Getting Evaluations Right – How to Get Better at Getting Better

5 ways grantees can get better at getting better

Philanthropy has come a long way in evaluating and reporting on whether funded projects are working. Instead of furtively redirecting underperforming grants or attempting to shine up less-than-stellar results for an annual report, foundations are doing one better: learning to get better at getting better.

When well designed and implemented, evaluations can provide useful information and insights that drive strategy and impact. The key is providing grantees feedback in ways they can use to learn what’s working (or not) and act on that information to continuously improve. Five lessons are emerging:

1. Shorter feedback loops

When grantees receive evaluation feedback early and more often, they can make the changes necessary to deliver better results.

The Doceō project, launched by the J.A. and Kathryn Albertson Foundation (JKAF), established technology education centers at Northwest Nazarene University and the University of Idaho. The goal of the center is to help student teachers and in-service teachers use technology to engage students in deeper, more relevant learning.

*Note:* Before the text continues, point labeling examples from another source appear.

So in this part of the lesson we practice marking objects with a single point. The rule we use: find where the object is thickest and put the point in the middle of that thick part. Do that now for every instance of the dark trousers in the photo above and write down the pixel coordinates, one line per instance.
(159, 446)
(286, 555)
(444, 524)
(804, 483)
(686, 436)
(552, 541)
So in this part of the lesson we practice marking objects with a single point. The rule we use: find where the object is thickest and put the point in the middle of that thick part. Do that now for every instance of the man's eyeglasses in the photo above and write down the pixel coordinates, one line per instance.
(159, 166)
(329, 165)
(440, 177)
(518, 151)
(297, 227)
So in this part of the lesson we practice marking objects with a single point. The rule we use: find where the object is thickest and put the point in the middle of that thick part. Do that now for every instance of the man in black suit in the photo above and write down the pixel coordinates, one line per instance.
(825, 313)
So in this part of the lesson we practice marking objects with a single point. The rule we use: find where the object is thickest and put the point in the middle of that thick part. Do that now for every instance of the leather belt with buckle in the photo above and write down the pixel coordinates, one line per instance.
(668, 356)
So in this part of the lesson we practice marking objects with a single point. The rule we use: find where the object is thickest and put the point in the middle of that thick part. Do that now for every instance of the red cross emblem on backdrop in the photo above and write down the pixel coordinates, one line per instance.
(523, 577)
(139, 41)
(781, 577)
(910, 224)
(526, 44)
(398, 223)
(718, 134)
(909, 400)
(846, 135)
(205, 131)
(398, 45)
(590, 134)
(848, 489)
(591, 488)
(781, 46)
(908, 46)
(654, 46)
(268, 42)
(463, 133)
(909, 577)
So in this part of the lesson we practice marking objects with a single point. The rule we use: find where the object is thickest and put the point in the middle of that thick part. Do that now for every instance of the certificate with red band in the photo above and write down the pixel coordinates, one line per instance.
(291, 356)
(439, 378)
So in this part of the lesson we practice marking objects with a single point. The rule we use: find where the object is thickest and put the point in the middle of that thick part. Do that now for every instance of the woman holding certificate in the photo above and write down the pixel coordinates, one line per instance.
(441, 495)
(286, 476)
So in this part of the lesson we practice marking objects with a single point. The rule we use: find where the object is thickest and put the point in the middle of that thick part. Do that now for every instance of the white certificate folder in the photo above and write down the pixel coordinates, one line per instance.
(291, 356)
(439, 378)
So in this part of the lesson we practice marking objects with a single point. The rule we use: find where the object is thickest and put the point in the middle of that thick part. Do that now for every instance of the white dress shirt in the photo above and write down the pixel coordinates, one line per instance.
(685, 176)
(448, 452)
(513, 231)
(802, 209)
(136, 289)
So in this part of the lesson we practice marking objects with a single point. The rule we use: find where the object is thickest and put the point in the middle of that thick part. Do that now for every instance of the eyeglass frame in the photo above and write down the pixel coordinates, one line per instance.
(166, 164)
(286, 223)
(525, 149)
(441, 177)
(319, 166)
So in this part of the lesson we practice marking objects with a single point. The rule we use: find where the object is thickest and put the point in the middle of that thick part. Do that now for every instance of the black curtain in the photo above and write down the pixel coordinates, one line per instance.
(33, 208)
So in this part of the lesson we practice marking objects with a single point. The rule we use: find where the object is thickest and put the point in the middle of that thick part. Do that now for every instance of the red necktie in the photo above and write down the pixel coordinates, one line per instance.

To ensure only the best, most effective ideas make it to the classroom, they incorporated a “skunk works” lab to test ideas with rapid feedback loops and a flexible, iterative design to fine tune and make them “student ready.”

Shorter feedback loops allow grantees to avert failure and build on success more quickly and efficiently.

2. Quantitative and qualitative data

The best evaluations use more than one way of knowing to clarify the results picture and deepen understanding.

JKAF uses structured reports that capture what was done and the impact of the activities, as well as changes made as a result of lessons learned. The work to document the Doceō project’s efforts and outcomes (both quantitative and qualitative) encourages reflection by the grantees and challenges them to continuously look for ways to improve results. The project is only a few years old and is now honing more ways to quantify outcomes.

JKAF and many others may benefit from a look at the James Irvine Foundation’s Linked Learning data system, which allows grantees to drill down and assess progress and compare populations on a range of metrics. This is coupled with a broader evaluation that provides qualitative information behind the numbers to tell an instructive story about the data.

3. Leading indicators

Too often the success or failure of education is measured after the fact. Education reporting and data-collection systems almost exclusively focus on metrics like graduation rates, test scores, and even employment, which are reported too late to be acted upon. While important and representative of goals we as a nation must attain, they are not designed to help those in the delivery of education do the work required to meet those goals. By shifting the focus from lagging to leading indicators, educators can better respond to students’ needs in time to make a difference.

Looking upstream after establishing intended outcomes for funding will reveal leading indicators that provide early warning signals for projects not headed in the right direction. Tracking graduation rates is an important indicator of success, but this lagging indicator provides no room for improvement — or indication of where to improve — if projects are not meeting their targets. Leading indicators, such as attendance, course success, and math progression rates, to name a few, can provide early warning in time for action and direct stakeholders to where and who needs attention. Much of the criticism of philanthropy’s education work focuses on failures of implementation. However, with indicators available to identify these failures early enough to fix them, everything changes.

4. Visualize and make data actionable

Organizations can be datapaloozas — like the Robin Hood Foundation, which evaluate grants using 163 different formulas and reports the results with graphics that tell a story.

The holy grail of evaluation is taking data out of its fields and putting it to work on behalf of grantees. Dashboards and interactive visualization tools are useful in helping grantees peel back layers to compare populations, reveal disparities and areas of progress as well as need.

For example, NPR used data from Achieve and the NCES Common Core of Data to create a searchable database and graphics that help bring to life a complicated truth about graduation rates. This kind of reporting and presentation provokes interest in the why and for whom.

Routine collaboration around data creates a culture of reflection on what has been accomplished (and what has not). This is the hallmark of learning organizations committed to continuous improvement.

5. Open source what works and doesn’t

In February, billionaire Eli Broad announced the suspension of his foundation’s $1 million prize given to the best urban school systems out of concern that schools are not improving fast enough. The bold announcement was a result of deep disappointment after watching rock star district performances backslide under changing leadership.

Imagine if the Broad Foundation open sourced the leadership challenges it encountered and invited groups that have been working to strengthen and stabilize leadership for decades, such as the Wallace and Carnegie Foundations, to help them problem solve. This could be an innovative way to address the systemic issues the Broad Academy outlined in a recent Medium post. Pharmaceutical companies and medical research increasingly open source research failures in pursuit of greater efficiencies and breakthroughs in finding new cures and treatments.

Collective sharing and problem solving is at the heart of Nashville Public Education Foundation’s Project RESET. The effort recognizes that education perpetually suffers from solutions that tackle one part of the problem, but miss the whole.

In philanthropy, methods fail all the time, but stigma, a lack of courage, or simply not knowing what to do keep us from learning and changing. If we evolve our approach and tools for the job, evaluations can be more relevant and useful and help philanthropy achieve desired, lasting changes.